1

TLDR: What I am trying to accomplish is match a pattern where a string does not exist.

How can I match a string where a word does not appear in the string? I am writing the code in go, so I do not have access to any of the lookaround options in this case, and have to do this more in pure regex without relying on external libs. I believe I can accomplish this easily with a negative lookahead, but I am restricted from using that. Also, client side assertions (i.e. checking if first pattern matches and then checking the groups) isnt really an option here also.

Here is the sample data. In this data, I would like to capture app instances of new MyClass which does not have new AnotherClass as its argument.

# case 0
return new MyClass(constructor, options, ...);

# case 1
var mc = new MyClass();
# case 2
var mc = new MyClass(new AnotherClass());
# case 3
var amc = new MyClass(options, new AnotherClass(), ...);

# case 4
MyClass mc = new MyClass(
  something
);

# case 8
MyClass mc = new MyClass(
  something, new Render()
);

# case 5
MyClass mc = new MyClass(
  new AnotherClass()
);

# case 6
MyClass mc = new MyClass(
  options, new AnotherClass()
);

# case 7
var amc = new MyClass(new AnotherClass(), options, ...);

So in this case, I want to match case # 0, 1, 8 and 4. So far I can accomplish this using a group with the following regex (?s)(?:new\sMyClass\([^;]*?new\sAnotherClass\(\).*?\))|(new\sMyClass\([^;]*?\)). Do notice that I am using the (?s) flag as the data can have newlines.

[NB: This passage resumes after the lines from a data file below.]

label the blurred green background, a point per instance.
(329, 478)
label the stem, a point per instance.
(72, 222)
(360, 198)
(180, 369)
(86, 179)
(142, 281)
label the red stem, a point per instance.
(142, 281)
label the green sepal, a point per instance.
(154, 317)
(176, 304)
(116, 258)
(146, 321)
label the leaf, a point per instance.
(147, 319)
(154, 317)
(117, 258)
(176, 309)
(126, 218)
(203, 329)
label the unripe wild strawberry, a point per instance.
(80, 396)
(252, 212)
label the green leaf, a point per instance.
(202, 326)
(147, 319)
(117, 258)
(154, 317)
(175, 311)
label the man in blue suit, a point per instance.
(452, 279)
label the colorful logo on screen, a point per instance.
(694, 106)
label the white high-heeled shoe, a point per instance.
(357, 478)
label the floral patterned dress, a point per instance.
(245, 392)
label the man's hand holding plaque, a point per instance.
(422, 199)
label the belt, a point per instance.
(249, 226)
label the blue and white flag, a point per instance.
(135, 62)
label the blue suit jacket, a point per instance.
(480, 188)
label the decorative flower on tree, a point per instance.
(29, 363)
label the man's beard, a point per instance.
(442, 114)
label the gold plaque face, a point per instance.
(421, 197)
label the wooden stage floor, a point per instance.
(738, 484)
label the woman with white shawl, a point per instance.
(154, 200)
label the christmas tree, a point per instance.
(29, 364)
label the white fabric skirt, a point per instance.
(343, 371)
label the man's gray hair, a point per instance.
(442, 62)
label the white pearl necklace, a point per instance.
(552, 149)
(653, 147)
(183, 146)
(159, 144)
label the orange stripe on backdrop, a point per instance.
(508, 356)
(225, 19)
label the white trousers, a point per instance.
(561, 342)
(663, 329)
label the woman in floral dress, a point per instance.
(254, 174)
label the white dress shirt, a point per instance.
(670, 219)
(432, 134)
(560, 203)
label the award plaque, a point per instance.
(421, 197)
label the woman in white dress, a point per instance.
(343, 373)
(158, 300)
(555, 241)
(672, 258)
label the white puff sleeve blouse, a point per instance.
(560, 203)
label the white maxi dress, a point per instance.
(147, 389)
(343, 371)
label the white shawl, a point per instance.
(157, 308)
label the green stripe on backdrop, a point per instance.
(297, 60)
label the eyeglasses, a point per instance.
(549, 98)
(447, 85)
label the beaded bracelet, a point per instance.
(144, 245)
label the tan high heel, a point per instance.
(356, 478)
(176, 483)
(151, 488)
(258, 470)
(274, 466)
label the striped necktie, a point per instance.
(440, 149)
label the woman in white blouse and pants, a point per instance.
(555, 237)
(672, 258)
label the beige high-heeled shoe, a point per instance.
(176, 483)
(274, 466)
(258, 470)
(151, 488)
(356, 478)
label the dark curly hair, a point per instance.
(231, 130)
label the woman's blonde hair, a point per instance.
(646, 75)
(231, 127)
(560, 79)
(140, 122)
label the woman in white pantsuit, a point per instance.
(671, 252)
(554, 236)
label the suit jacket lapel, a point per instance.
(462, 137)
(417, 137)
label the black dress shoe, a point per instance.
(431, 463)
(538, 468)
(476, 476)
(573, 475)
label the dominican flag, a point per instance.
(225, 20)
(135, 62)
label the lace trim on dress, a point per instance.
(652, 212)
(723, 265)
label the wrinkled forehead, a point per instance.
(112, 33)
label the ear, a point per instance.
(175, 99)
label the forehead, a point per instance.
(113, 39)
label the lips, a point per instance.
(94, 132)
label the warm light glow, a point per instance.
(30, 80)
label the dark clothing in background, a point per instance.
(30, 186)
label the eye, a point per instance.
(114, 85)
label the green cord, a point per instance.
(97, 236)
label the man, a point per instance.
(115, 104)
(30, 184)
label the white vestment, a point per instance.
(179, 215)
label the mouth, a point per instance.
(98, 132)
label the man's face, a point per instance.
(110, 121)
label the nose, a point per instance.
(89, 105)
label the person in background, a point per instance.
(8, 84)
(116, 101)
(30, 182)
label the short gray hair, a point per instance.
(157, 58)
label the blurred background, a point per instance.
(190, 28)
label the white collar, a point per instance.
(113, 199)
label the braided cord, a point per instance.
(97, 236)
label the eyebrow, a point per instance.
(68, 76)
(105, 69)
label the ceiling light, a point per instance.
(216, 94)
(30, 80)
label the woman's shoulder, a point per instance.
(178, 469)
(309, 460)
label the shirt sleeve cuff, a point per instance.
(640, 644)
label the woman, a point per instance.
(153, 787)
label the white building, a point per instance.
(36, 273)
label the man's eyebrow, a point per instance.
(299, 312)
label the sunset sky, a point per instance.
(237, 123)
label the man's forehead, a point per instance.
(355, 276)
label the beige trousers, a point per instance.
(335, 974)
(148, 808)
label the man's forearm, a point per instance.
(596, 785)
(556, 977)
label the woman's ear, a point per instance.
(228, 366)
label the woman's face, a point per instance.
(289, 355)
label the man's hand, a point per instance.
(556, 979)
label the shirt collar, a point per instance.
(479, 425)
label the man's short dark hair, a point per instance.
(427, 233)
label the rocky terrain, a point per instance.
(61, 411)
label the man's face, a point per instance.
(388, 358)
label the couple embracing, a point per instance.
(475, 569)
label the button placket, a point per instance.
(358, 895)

The regex that I have now is: regex 101

The example is not quite what I am after as it is returning both desired and undesired results in the match. What I am trying to do is to match the required new MyClass instance where new AnotherClass is not an argument without using groups. With groups, I am getting both matches, and I am trying to narrow it down to only one match; i.e. only blue matches in regex 101.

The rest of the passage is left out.